Lord Ashcroft has denied any involvement with Mossack Fonseca, the company at the heart of the “Panama Papers”.
Described as an “unprecedented” leak, the papers constitute some 11.5 million files from the fourth biggest offshore law firm in the world, which the Guardian says “show the myriad ways in which the rich can exploit secretive offshore tax regimes”.
The International Consortium of Investigative Journalists alleges that Belize Corporation Services, a subsidiary of Ashcroft’s BCB Holdings, “began using Mossack Fonseca to provide shell corporations for its clients in 2006 when Ashcroft was in the U.K House of Lords”.
In 2006, Belize Bank approached Mossack Fonseca about “doing some business together.” According to an email sent in November 2013, Belize Bank International established a new company whose owners were the Panama firm’s founders, Jurgen Mossack and Ramón Fonseca and partner Christopher Zollinger.

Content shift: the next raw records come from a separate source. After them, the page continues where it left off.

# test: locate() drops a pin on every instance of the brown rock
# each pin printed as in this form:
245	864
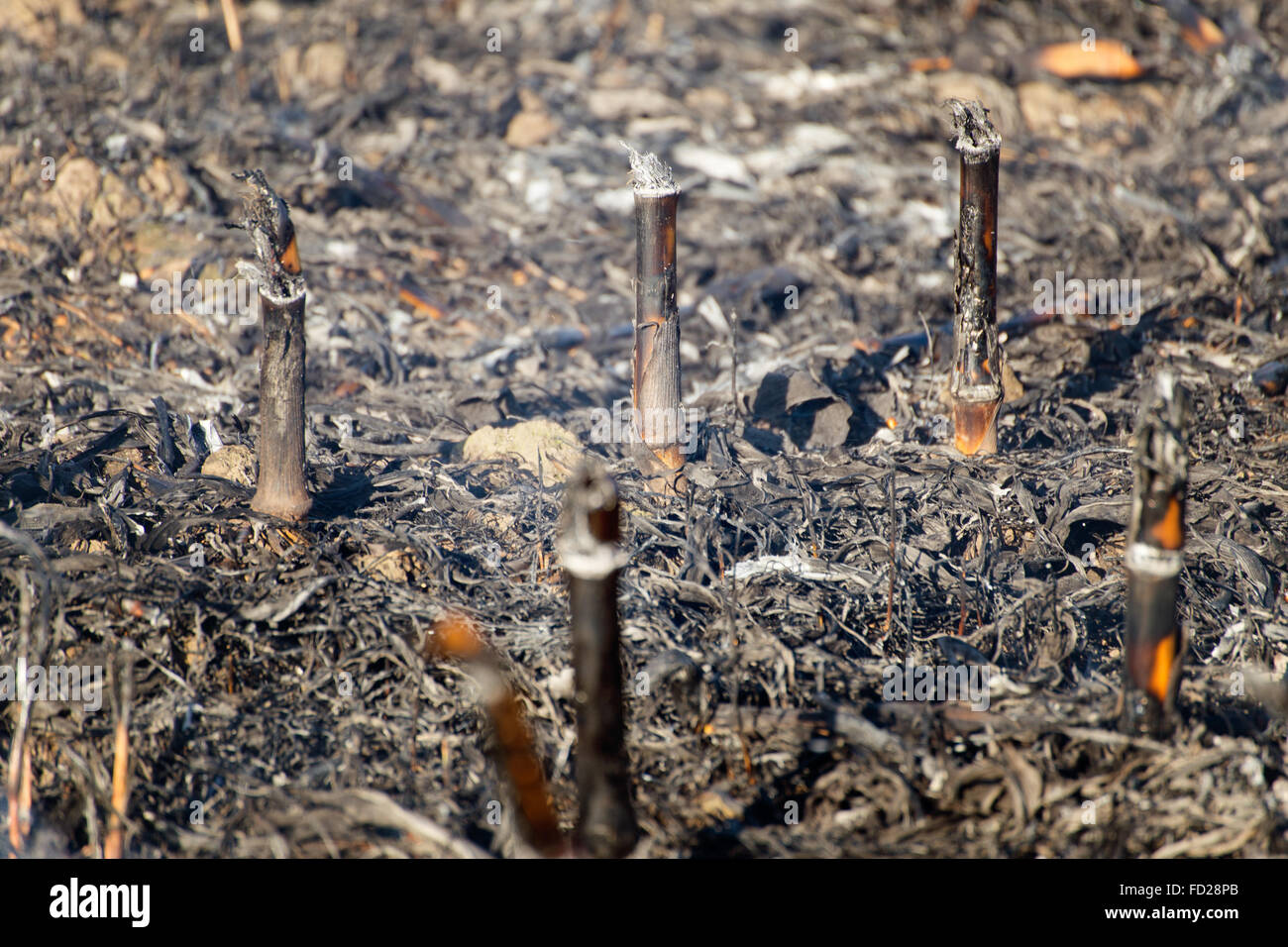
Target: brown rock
528	129
233	463
528	444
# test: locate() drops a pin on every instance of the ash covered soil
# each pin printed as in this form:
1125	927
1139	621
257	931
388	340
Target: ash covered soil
476	269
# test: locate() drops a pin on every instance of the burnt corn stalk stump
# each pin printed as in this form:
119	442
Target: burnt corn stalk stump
977	379
279	489
656	360
591	556
1155	536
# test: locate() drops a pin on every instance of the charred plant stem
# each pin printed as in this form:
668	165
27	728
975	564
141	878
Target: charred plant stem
656	363
977	379
279	489
114	844
590	553
455	637
1155	536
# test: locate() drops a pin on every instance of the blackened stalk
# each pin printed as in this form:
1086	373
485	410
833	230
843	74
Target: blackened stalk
1155	535
591	556
977	379
656	363
456	637
279	489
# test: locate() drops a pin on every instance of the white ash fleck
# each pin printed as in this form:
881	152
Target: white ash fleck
649	175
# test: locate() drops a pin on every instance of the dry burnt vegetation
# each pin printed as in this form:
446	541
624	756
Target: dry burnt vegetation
476	269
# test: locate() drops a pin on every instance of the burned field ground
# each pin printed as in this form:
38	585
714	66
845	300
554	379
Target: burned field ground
476	269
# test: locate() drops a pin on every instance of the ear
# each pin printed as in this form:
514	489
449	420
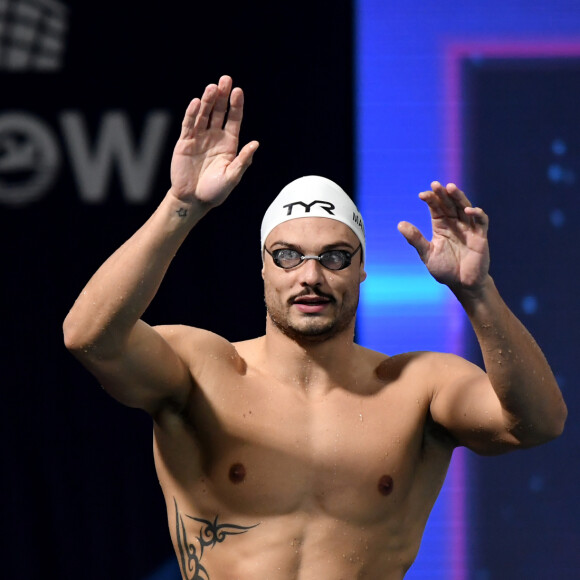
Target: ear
362	274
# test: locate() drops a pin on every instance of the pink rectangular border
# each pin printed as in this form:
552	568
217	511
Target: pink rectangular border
454	54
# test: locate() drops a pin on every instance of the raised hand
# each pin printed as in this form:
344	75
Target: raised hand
458	254
206	166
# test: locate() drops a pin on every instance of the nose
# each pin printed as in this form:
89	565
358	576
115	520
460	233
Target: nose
311	272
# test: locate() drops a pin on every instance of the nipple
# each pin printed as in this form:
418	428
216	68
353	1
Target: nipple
385	485
237	473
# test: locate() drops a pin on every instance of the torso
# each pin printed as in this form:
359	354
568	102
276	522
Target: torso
288	485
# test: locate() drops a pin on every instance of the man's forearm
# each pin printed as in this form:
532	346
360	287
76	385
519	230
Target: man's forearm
118	294
516	366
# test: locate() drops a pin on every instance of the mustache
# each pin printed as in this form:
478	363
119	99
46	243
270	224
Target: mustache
311	292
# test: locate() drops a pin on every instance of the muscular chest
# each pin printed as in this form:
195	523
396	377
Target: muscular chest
268	450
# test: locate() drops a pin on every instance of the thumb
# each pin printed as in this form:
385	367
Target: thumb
415	238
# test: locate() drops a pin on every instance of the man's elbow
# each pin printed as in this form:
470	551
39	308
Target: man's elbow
550	428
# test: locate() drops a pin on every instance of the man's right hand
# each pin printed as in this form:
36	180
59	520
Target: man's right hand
205	166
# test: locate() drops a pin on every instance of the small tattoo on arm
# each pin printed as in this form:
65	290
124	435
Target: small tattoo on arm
210	534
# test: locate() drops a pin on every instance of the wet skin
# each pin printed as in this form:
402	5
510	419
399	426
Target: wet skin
322	451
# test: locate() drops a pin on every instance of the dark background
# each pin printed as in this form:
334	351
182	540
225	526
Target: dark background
522	151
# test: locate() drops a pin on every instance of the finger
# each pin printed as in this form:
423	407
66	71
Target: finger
218	114
415	238
238	166
207	103
458	196
480	219
447	203
235	113
189	119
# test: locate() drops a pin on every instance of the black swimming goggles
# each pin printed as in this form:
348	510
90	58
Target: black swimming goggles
332	260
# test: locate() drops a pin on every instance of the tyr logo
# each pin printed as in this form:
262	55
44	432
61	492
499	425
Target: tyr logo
326	206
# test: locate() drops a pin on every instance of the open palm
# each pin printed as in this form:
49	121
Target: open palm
206	166
458	254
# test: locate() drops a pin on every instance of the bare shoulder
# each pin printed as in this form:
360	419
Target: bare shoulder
198	347
428	368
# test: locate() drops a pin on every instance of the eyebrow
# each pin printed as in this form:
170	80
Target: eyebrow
325	248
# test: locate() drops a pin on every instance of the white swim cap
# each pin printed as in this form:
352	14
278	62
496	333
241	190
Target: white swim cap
313	196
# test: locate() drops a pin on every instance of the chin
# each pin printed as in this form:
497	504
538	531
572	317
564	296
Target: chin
314	330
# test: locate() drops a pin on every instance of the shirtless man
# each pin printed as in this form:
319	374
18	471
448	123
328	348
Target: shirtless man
300	454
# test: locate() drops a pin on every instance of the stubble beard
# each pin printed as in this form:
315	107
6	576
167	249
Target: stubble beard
312	329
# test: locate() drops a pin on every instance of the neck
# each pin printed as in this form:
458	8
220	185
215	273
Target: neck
313	364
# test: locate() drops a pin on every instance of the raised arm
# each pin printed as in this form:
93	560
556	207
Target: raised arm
517	402
139	365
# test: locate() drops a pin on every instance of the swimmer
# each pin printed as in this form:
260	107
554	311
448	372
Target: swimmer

The new firm was called M.F. & Co. (Belize) Limited and cooperated with BCS in creating companies and acting as registered agents in Belize.
Writing on behalf of the former Tory deputy chairman and Conservative peer, Lord Ashcroft’s spokesperson Alan Kilkenny told the ICIJ that it is “entirely false” that Lord Ashcroft had “either personally, or through a corporate entity in some way connected to him . . . ‘partnered’ or ‘done business’ with Mossack Foncesa”. He added:
“These allegations are completely untrue, and the events as described never happened. The records upon which you claim to rely for those allegations either do not exist or have been falsified”
Ashcroft has previously faced claims of legal tax avoidance after the Guardian reported allegations that he had used offshore holdings in Belize to avoid paying VAT on opinion polls he commissioned for the Conservative party.
Using offshore companies is not illegal in itself, and there are legitimate uses for offshore companies.